Complexity - Making the Simple, Impossible - JacobAldridge
http://dilbert.com/blog/entry/complexity/

======
dkarl
Why didn't he just call the phone number on the bill? Banks buy and sell
pieces of each other all the time. Calling "the bank" and hoping to find
someone who knows something about your account is incredibly naive. I guess he
needed that kind of naivety to create Dilbert. Maybe guys like this are able
to point out the weird things we've adapted to because they aren't able to
adapt themselves. Seriously, it takes a kind of mad genius to think that a
randomly chosen customer service person in MegaCorpBank would have the means
to access his account information or even figure out which piece of
MegaCorpBank he has an account with.

------
ShabbyDoo
All of the examples presented are cases of under-modeled, under-specified
systems.

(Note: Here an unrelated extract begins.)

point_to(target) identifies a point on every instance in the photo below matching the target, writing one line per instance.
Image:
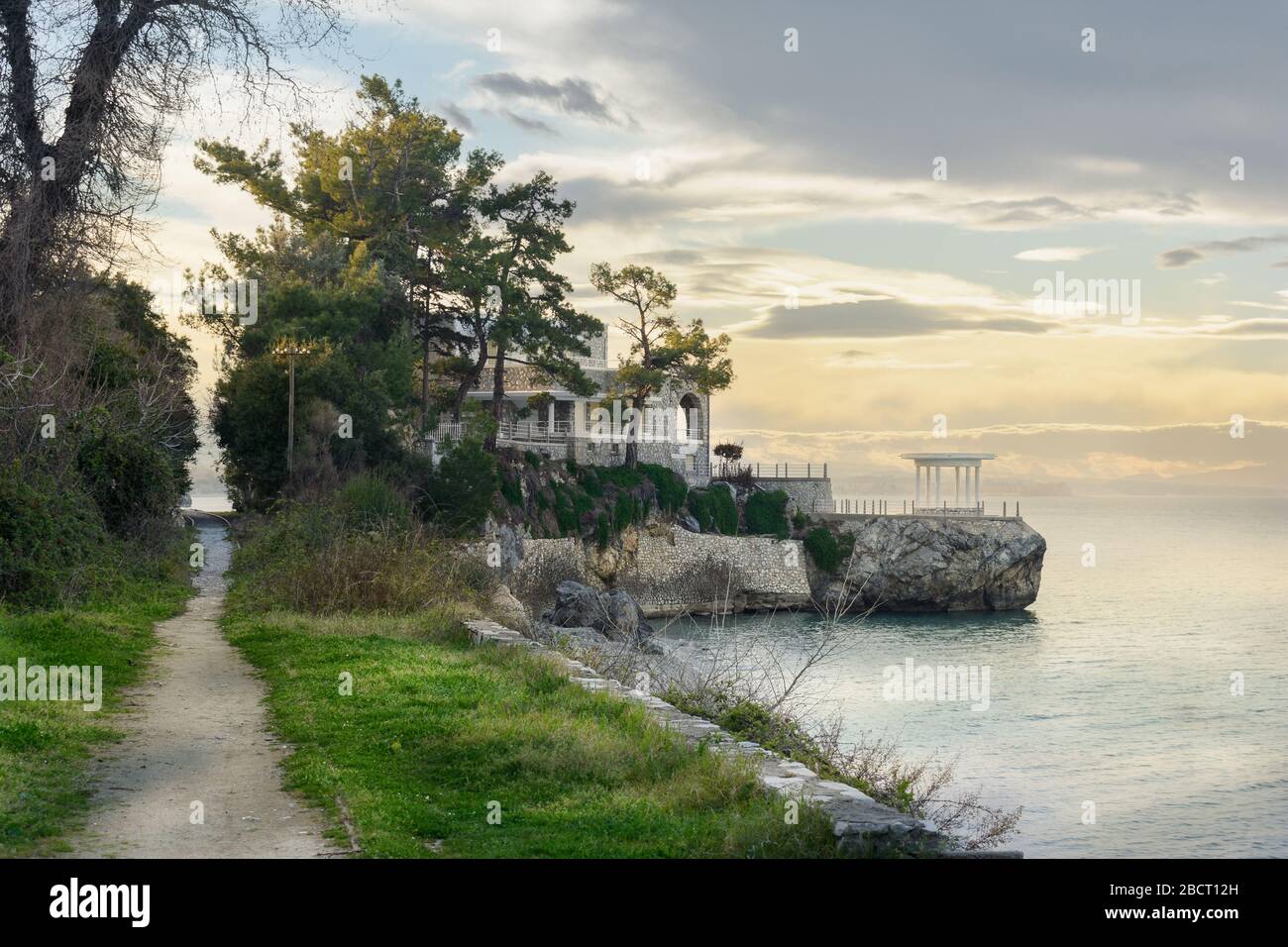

If bank products were well-modeled, consistency rules were part of
the system specifications, and each of the bank's products was represented
with a common drill-down ("Show me when the customer agreed to these terms")
API which could be wired into the CSR app, then Mr. Adams might have had one
less example.

As a side note, given how much Mr. Adams can likely charge for incremental
work (custom art as the given example), why does he not hire a high-end
secretary to sort these things out for him?

------
zandorg
My Mum wanted to copy music onto her multi-gigabyte Sony Walkman mp3 player. I
simply showed her every single step to get the job done, and she wrote it all
down, and all she has to do now is consult her notes. This is a Windows
machine - I was just showing her how to rip a CD without installing iTunes (I
think we used Windows Media Player).

My point is that anyone can learn a complex system if taught right. Reading
the manual is no small luxury, and without the ability to learn a system, you
are helpless to the bad guys who want to keep you in the dark.